Here a primary care doctor, Paul M. Fisher, MD, of the Primary Care Center in Augusta, Georgia, expresses his outrage about the matter.
A Family Physician’s Manifesto
Paul M. Fischer, MD
As a third-year medical student in 1977, I joined the American Academy of Family Physicians (AAFP). In those culturally tumultuous years, it was a way to declare my belief that America needed physicians who cared for the whole person, family and community. It was also a declaration that, in choosing the primary care path in a field ripe with tempting medical specialties, money was not my primary goal.
For much of my 33-year membership, I have considered the AAFP to be “my” organization. However, there is a time when one must step back and declare independence from organizations that have lost touch with their members. The AAFP does much that supports my day-to-day life as a busy family doctor, but for 33 years, its leadership has failed to fix the central problem for primary care in America: poor reimbursement.
I deal every day with complicated health problems of complex patients who are insured by companies singularly focused on limiting even the smallest cost. In return for managing these patients, which often
involves critical and life-or-death decisions, I am paid by Medicare 60% less per hour than is a dermatologist, who, for the most part, treats trivial disease that involves no nighttime emergencies and little intellectual challenge.
The AAFP has implicitly supported this payment fiasco through its membership in the RUC, a committee of organizations focused primarily on defending surgical and specialty fees while ignoring the growing challenges and costs of the practice of primary care. Because the RUC advises Medicare on physician reimbursement, the AAFP’s involvement is tacit agreement with a reimbursement plan that undermines the health of primary care and, hence, the health of the country.

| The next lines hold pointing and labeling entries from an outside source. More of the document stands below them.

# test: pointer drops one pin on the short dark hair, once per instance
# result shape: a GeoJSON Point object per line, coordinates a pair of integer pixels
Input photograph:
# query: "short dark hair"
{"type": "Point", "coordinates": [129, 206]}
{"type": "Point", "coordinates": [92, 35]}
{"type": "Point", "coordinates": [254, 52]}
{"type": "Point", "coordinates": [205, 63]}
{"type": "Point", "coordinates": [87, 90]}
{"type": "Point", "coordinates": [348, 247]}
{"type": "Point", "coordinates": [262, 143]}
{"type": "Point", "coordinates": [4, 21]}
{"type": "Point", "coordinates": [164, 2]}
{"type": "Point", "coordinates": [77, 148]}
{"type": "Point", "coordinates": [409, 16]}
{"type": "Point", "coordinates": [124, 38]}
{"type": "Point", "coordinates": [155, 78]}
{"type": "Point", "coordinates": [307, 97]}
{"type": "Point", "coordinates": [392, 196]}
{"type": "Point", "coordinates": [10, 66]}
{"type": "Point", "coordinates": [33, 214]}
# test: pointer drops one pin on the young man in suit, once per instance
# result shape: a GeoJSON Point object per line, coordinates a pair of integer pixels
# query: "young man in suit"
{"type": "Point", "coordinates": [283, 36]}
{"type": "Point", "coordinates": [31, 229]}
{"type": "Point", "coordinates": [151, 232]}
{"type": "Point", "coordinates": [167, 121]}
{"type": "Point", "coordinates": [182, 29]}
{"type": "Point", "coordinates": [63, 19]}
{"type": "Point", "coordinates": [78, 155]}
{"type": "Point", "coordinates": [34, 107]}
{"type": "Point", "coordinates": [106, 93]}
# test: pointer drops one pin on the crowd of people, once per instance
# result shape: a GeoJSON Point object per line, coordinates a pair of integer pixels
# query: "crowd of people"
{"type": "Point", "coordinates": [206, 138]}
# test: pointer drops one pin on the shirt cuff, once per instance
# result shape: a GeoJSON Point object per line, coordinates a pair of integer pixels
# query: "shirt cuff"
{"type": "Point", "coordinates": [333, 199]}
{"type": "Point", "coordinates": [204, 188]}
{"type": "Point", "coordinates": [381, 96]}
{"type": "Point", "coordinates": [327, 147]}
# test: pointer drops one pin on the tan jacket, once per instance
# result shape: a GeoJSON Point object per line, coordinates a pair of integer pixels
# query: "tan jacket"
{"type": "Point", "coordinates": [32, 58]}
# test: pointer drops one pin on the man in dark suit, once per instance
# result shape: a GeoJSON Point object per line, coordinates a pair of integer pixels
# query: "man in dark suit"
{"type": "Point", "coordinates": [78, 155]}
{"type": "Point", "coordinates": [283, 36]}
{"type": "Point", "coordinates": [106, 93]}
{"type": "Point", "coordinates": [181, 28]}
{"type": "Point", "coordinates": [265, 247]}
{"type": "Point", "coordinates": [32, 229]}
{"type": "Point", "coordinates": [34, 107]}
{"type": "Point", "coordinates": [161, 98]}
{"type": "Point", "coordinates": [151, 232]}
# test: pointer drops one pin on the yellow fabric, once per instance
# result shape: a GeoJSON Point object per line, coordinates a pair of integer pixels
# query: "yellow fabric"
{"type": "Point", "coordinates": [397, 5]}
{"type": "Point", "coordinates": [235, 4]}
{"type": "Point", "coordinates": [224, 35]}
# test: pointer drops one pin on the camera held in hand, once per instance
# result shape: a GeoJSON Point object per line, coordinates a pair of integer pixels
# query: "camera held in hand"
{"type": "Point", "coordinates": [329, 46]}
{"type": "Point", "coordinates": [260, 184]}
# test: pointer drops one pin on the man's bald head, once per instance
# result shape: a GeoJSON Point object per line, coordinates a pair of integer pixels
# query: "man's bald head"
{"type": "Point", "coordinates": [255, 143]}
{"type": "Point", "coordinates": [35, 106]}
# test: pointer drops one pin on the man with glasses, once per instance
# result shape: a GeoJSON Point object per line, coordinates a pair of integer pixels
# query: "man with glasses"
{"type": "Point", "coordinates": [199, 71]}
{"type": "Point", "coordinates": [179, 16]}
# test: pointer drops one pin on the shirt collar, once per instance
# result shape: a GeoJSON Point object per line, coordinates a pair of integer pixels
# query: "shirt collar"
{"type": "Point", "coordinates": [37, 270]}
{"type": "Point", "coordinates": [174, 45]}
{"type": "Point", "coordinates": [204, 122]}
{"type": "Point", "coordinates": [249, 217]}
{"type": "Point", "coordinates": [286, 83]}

In light of the organization’s failure to effectively advocate through the RUC on behalf of its members for crucial change in physician reimbursement, I strongly urge the AAFP to immediately withdraw from the RUC and work to establish an alternative means of impacting Medicare’s physician payment decisions for the good of primary care and American health care.
Richard L. Reece, MD, blogs at Medinnovation and has a website under construction. www.doctorreece.com. He is the author of three recent books, Obama, Doctors, and Health Reform (Iuniverse, 2009), Innovation Driven Health Care (Jones and Bartlett, 2007), and an E-book, Pros and Cons of Accountable Care Organizations (Practice Support Resources, 2011). He works with but does not speak for The Physicians Foundation, a 501C3 organization representing physicians in state medical societies. Opinions expressed in his blogs are his alone. He can be reached at rreece1500@aol.com and 1-860-395-1501.
Maxim
Congress should restructure the composition of the AMA's Relative Value Update Committee (RUC). Specialists now dominate the committee.

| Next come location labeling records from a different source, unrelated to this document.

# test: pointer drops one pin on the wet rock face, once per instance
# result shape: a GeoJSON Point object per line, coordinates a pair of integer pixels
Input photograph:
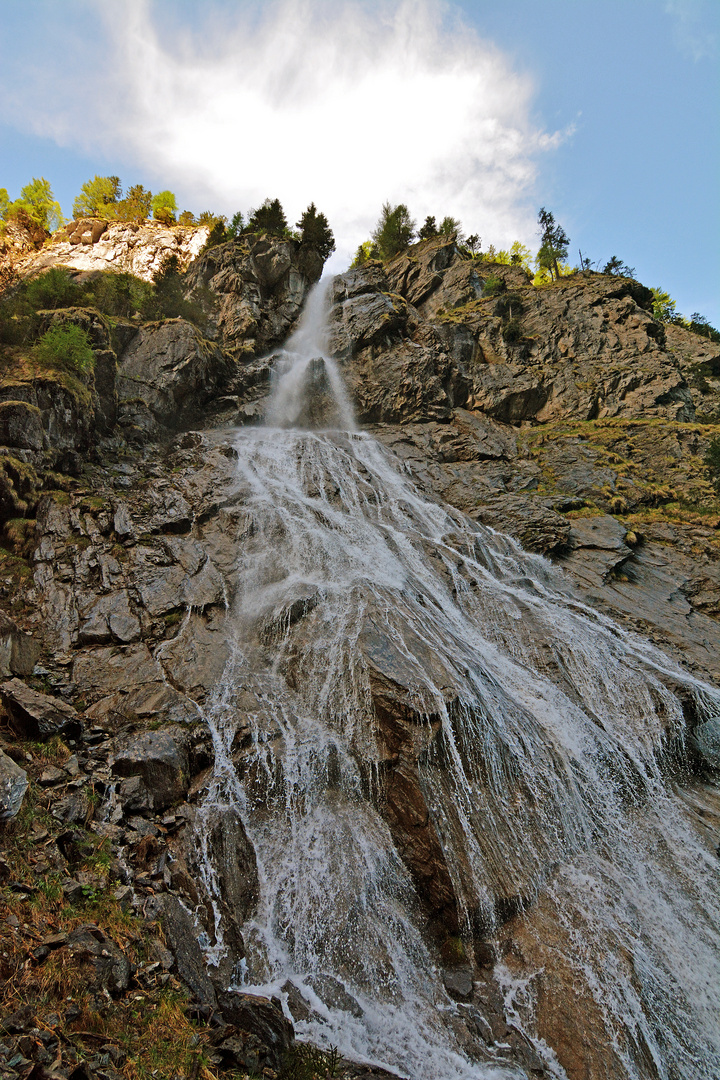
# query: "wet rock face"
{"type": "Point", "coordinates": [13, 786]}
{"type": "Point", "coordinates": [160, 758]}
{"type": "Point", "coordinates": [552, 440]}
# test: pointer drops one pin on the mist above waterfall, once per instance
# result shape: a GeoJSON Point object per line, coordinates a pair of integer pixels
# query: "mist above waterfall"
{"type": "Point", "coordinates": [308, 390]}
{"type": "Point", "coordinates": [431, 740]}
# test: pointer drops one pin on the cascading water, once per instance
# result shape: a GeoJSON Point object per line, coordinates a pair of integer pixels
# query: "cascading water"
{"type": "Point", "coordinates": [544, 738]}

Jim McDermott, MD, House of Representatives, “Harnessing Our Opportunity to Make Primary Care Sustainable, “ New England Journal of Medicine, February 3, 2011
We must pay our generalists on a par with our specialists or they will forever work at a disadvantage, and the system will remain forever tilted towards specialty care.
Fitzhugh Mullan, MD, Big Doctoring in America: Profiles in Primary Care, University of California Press, 2002
A revolt has been brewing out there for at least ten years among primary care physicians. With the looming shortage of primary care generalists, unsustainable specialist-generated costs, and doctors leaving or not entering primary care at accelerating rates, the revolt is about to explode out into the open.

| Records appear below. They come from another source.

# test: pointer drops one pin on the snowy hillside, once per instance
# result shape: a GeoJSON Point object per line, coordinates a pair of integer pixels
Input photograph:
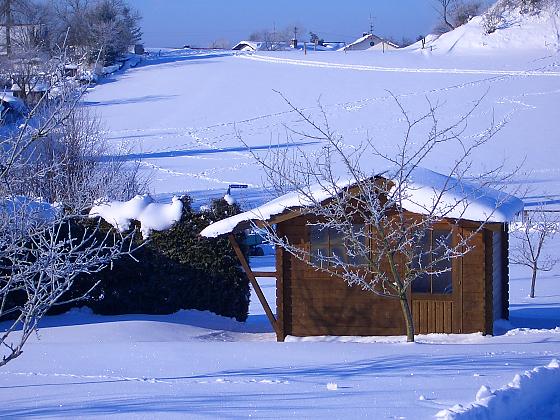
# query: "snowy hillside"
{"type": "Point", "coordinates": [183, 112]}
{"type": "Point", "coordinates": [506, 27]}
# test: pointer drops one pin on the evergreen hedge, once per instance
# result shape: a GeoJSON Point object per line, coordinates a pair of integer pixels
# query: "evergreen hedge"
{"type": "Point", "coordinates": [176, 269]}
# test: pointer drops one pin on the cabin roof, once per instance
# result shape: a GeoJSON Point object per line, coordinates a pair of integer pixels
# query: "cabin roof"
{"type": "Point", "coordinates": [424, 190]}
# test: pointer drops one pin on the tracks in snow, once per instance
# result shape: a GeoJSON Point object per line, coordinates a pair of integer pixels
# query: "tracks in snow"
{"type": "Point", "coordinates": [361, 67]}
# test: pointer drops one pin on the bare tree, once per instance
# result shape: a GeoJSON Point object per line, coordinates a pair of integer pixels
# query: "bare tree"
{"type": "Point", "coordinates": [533, 234]}
{"type": "Point", "coordinates": [44, 246]}
{"type": "Point", "coordinates": [444, 7]}
{"type": "Point", "coordinates": [382, 247]}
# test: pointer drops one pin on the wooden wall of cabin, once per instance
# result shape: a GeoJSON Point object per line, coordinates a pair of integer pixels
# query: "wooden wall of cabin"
{"type": "Point", "coordinates": [476, 274]}
{"type": "Point", "coordinates": [315, 303]}
{"type": "Point", "coordinates": [311, 302]}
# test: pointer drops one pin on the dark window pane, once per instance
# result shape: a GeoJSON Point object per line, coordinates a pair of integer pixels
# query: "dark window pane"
{"type": "Point", "coordinates": [421, 284]}
{"type": "Point", "coordinates": [319, 244]}
{"type": "Point", "coordinates": [443, 281]}
{"type": "Point", "coordinates": [358, 256]}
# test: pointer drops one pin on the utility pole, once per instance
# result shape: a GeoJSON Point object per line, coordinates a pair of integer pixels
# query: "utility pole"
{"type": "Point", "coordinates": [371, 19]}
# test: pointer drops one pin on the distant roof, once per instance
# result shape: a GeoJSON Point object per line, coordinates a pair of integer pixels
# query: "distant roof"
{"type": "Point", "coordinates": [369, 37]}
{"type": "Point", "coordinates": [14, 102]}
{"type": "Point", "coordinates": [255, 46]}
{"type": "Point", "coordinates": [459, 199]}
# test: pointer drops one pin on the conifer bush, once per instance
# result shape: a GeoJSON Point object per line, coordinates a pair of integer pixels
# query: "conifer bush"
{"type": "Point", "coordinates": [176, 269]}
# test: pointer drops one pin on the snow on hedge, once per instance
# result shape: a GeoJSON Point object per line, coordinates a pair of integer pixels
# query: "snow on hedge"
{"type": "Point", "coordinates": [532, 389]}
{"type": "Point", "coordinates": [151, 215]}
{"type": "Point", "coordinates": [424, 190]}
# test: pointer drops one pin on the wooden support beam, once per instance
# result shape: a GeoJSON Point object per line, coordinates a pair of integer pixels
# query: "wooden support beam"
{"type": "Point", "coordinates": [254, 283]}
{"type": "Point", "coordinates": [265, 273]}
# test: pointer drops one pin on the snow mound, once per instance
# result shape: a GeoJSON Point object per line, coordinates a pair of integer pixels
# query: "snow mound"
{"type": "Point", "coordinates": [534, 388]}
{"type": "Point", "coordinates": [513, 29]}
{"type": "Point", "coordinates": [151, 215]}
{"type": "Point", "coordinates": [424, 190]}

The revolt boils down to discrepancies of pay between primary care doctors and specialists, and the role of the AMA in nominating more specialists than primary candidates to RUC (The Relative Value Update Committee). Medicare, routinely accepts what RUC recommends, and proceeds to sets fees for the codes used to pay doctors.
Here a primary care doctor, Paul M. Fisher, MD, of the Primary Care Center in Augusta, Georgia, expresses his outrage about the matter.
A Family Physician’s Manifesto
Paul M. Fischer, MD
As a third-year medical student in 1977, I joined the American Academy of Family Physicians (AAFP). In those culturally tumultuous years, it was a way to declare my belief that America needed physicians who cared for the whole person, family and community. It was also a declaration that, in choosing the primary care path in a field ripe with tempting medical specialties, money was not my primary goal.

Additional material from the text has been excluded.